Thu Mar 6, 2014
Spicy Sweet couldn't be more apt here—you get loads of sweet and a nice bit of spice, but unfortunately, a lot gets lost in between those two.
Back in November, I had the chance to hang out with Brad Orrison and his father, Daddy-O, at the Kingsford Invitational. True to their television personalities, off camera they were just as over-the-top, and I may have squirmed a little from some uncomfortable moments while throwing back beers and hearing stories between father and son that just would never happen in my family. That day Brad was judging the contest and not cooking, so I've yet to sample some Shed barbecue, but since their sauces have made their way up north, I've been able to at least try those out. I first tackled their Original Southern Sweet, and this time it's the Spicy Sweet from this Mississippi-based outfit.
Despite the spicy label, this sauce delivers way more heavily on the sweet side in the aroma department, even more than the original. The dark brown sugar fills the nose, while tomato and a faint vinegar tang stand a few paces behind. There's a light smokiness there as well, and just like the original, has a little onion and garlic in the mix.
Thickness & Texture
This opaque, dark maroon sauce hits a perfect medium thickness and has a very smooth texture. Although it's a pretty dark sauce, you can still make out some spices as specs of black and red are peppered throughout. From a suspended spoon, the sauce flows quickly and in a steady stream off the silverware, slowing down to a few final drops, and finally leaving the spoon coated with a thin layer of sauce.
Out of the Jar
Spicy Sweet couldn't be more apt here. The first thing that hits is a super sugary sweetness. The molasses flavor clearly makes this delivered from dark brown sugar. It takes a while for the sugar to start to back down, but as it does, a mellow vinegar tartness comes in along with the acidic tomato and a little onion and garlic. These are all fleeting though, because quickly the spice takes over, and while not incredibly hot, it's potent enough to drown out all other flavors and leave the mouth tingling.
Slathered & Cooked
Same as the original, this sauce coated the chicken on the light side, but baked in well and developed some attractive caramelization over direct heat. After being cooked, that initial sweetness out of the jar carried the sauce almost completely from start to finish.
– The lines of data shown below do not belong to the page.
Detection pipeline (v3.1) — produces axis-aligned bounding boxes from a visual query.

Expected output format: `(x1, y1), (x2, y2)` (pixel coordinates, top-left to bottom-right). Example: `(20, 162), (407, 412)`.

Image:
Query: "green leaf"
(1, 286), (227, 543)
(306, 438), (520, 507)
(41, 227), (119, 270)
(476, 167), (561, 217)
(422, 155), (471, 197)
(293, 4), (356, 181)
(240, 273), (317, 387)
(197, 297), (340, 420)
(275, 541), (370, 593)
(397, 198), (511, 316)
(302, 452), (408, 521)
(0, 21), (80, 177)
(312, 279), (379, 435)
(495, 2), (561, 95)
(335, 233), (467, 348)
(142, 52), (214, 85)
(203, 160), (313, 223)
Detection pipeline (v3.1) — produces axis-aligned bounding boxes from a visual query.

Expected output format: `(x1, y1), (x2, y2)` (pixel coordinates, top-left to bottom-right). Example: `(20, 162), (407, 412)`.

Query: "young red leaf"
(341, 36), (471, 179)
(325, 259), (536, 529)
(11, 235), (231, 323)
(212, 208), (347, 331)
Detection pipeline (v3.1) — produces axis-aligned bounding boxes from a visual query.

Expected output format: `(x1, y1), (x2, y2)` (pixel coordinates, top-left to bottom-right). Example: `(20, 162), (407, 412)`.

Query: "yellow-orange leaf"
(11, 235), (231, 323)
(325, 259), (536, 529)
There was very little layering, just a mild tang and touch of heat, leaving sugar the primary flavor of the final chicken leg.
Put to Use
While the Original Southern Sweet may not have totally wowed me, I did praise its nice barbecue balance between sweet, tangy, and smoky. This sauce built upon that foundation, but unfortunately took the sugar a bit too far, making sweet and spicy the only real dominate flavors, losing a lot of the more nuanced layers of the original. This is not saying it's a bad sauce though—the ingredients tasted fresh and vibrant, and you can get the feeling that a good amount of thought went into building it. So in the end, it's really just one step down from the Original. Spicy Sweet is still a sauce that will do your ribs and chicken no harm, but it won't deliver on the depth of some of the better sauces out there.